On February 17, 2012, we and CPA®:15 entered into a definitive agreement pursuant to which CPA®:15 will merge with and into one of our newly formed subsidiaries, W. P. Carey Inc. (the “Proposed Merger”) (Note 3). The closing of the Proposed Merger is subject to customary closing conditions, including the approval of our shareholders and the stockholders of CPA®:15. Upon approval of the Proposed Merger and immediately prior thereto, we intend to reorganize as a real estate investment trust (the “Proposed REIT Reorganization”).

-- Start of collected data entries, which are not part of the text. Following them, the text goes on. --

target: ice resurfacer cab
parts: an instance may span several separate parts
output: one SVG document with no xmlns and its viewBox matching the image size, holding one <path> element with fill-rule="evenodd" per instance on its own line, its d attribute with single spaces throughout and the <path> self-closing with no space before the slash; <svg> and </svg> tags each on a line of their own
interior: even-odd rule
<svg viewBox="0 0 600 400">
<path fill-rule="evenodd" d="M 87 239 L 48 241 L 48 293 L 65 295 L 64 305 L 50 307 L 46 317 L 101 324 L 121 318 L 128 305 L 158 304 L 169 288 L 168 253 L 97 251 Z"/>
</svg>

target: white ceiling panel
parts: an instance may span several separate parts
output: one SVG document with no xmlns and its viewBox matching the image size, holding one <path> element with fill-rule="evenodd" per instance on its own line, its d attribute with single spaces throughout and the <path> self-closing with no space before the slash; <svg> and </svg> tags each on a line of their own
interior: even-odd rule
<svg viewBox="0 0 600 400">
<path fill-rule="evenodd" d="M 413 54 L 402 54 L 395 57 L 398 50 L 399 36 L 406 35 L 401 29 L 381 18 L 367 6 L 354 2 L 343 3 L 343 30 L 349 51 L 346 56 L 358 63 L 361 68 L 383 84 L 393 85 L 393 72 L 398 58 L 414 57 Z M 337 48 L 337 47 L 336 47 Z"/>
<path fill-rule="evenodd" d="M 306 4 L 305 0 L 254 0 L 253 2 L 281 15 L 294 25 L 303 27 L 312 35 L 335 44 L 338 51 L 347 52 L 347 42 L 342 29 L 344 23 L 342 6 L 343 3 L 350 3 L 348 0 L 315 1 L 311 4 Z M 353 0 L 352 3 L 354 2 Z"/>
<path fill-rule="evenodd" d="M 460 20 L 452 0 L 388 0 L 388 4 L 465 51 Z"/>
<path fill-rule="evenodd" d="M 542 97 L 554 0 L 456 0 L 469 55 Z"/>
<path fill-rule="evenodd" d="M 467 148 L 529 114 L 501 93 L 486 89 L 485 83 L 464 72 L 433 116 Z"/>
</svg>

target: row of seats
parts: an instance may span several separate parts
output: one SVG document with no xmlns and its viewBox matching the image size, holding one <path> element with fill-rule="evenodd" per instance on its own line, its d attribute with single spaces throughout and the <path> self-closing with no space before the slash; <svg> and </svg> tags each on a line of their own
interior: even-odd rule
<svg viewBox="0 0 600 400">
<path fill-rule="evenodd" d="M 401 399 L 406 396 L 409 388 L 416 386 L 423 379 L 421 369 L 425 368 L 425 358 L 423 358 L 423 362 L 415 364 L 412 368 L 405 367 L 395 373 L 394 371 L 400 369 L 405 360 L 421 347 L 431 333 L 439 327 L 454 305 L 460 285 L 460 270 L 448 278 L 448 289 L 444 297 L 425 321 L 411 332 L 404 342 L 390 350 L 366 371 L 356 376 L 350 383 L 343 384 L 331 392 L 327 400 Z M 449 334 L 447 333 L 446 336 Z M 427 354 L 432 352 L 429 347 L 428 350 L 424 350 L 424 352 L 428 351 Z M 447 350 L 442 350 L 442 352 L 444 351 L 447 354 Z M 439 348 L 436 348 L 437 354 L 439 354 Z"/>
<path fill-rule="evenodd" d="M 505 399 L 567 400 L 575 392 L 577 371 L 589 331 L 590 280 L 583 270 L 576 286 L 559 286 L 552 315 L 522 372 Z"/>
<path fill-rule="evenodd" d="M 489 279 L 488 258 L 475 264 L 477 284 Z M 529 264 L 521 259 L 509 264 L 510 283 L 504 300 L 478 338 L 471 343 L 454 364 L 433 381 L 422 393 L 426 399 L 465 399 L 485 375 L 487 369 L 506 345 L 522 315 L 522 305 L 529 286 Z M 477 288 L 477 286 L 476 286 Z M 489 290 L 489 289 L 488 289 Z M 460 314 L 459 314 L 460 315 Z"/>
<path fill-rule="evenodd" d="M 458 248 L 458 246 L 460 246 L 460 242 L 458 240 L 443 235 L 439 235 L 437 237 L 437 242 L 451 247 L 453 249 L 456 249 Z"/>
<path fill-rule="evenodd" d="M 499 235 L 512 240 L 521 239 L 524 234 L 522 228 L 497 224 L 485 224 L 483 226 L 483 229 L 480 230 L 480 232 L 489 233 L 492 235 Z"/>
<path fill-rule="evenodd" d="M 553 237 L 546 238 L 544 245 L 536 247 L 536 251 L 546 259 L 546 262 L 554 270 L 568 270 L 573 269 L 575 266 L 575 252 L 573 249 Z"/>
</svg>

The Proposed REIT Reorganization is an internal reorganization of our corporate structure into a real estate investment trust to hold substantially all of our real estate assets attributable to our Real Estate Ownership segment, including the assets held by CPA®:15, while the activities conducted by our Investment Management segment subsidiaries will be organized under taxable real estate investment trust subsidiaries (“TRSs”).

 

Primary Business Segments

 

Investment Management — We structure and negotiate investments and debt placement transactions for the REITs, for which we earn structuring revenue, and manage their portfolios of real estate investments, for which we earn asset-based management and performance revenue. We earn asset-based management and performance revenue from the REITs based on the value of their real estate-related, self-storage-related and lodging-related assets under management. As funds available to the REITs are invested, the asset base from which we earn revenue increases. In addition, we also receive a percentage of distributions of available cash as defined in the respective advisory agreements from the operating partnerships of CPA®:16 – Global, CPA®:17 – Global and CWI. We may also earn incentive and disposition revenue and receive other compensation in connection with providing liquidity alternatives to the REITs' shareholders.

 

Real Estate Ownership — We own and invest in commercial properties in the United States of America (“U.S.”) and the European Union that are then leased to companies, primarily on a triple-net lease basis. We may also invest in other properties if opportunities arise. We own interests in the REITs and account for these interests under the equity method of accounting. The equity income or loss from the REITs that is included in our Real Estate Ownership segment represents our proportionate share of the revenue less expenses of the net-leased properties held by the REITs. This treatment is consistent with that of our directly-owned properties.